MARSEILLE : Pour eux, la Méditerranée est d'abord une frontière, franchie parfois au péril de leur vie. Mais une fois l'eldorado européen atteint, ces exilés en quête d'un avenir meilleur entament un nouveau parcours du combattant. Trois étrangers en situation irrégulière vivant à Marseille témoignent.

«Nous avons passé 24 heures sur l'eau sans manger, sans boire, sans faire nos besoins»: comme beaucoup de candidats à l'exil venant d'Afrique, Boubacar (le prénom a été modifié), mineur guinéen arrivé à Marseille il y a une dizaine de jours, a d'abord débarqué sur l'île italienne de Lampedusa.

De là, le jeune garçon, qui s'exprime dans un très bon français, a réussi à gagner Nice puis Marseille, où il dort dans la rue, en attendant sa prise en charge par le département des Bouches-du-Rhône.

Ce dernier, qui dit faire face à une «arrivée massive de nouveaux migrants se déclarant mineurs», près de 2.000 en 2023, a annoncé l'ouverture ce vendredi d'un nouveau centre pouvant «accueillir jusqu'à 100 personnes dans des conditions décentes et sécurisées».
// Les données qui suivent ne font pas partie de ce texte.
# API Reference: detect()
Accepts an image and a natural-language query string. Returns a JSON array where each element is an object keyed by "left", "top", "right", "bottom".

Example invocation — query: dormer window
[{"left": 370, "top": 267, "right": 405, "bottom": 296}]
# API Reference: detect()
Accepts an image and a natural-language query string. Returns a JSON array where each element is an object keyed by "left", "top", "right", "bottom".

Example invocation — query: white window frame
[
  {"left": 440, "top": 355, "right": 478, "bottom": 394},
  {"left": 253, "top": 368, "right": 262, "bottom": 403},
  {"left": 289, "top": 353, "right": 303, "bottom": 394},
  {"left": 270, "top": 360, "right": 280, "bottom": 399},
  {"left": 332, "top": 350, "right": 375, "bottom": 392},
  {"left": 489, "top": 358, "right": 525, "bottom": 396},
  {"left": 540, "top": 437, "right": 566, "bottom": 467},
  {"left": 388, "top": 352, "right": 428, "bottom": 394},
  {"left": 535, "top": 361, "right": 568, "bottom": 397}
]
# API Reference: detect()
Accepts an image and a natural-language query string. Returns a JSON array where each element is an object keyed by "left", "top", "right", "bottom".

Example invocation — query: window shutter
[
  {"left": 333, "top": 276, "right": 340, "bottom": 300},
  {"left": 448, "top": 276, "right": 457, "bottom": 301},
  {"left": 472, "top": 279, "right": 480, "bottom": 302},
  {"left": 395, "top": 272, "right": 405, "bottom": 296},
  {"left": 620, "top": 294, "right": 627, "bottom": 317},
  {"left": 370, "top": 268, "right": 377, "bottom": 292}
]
L'accueil des migrants devrait être au cœur du message du pape François, attendu ce vendredi à Marseille pour une visite de deux jours consacrée à la Méditerranée et au défi migratoire.

«Je voudrais rester en France, je veux étudier surtout, c'est mon rêve», martèle l'adolescent, seul de sa fratrie à avoir pu aller à l'école primaire, avant que sa mère ne le confie à un oncle. «Je voulais étudier mais lui, il voulait que je fasse un métier tout de suite», alors «il m'a chassé de chez lui», raconte Boubacar, qui vit désormais, avec une trentaine d'autres mineurs isolés, dans un campement de fortune installé le long du prestigieux lycée Thiers.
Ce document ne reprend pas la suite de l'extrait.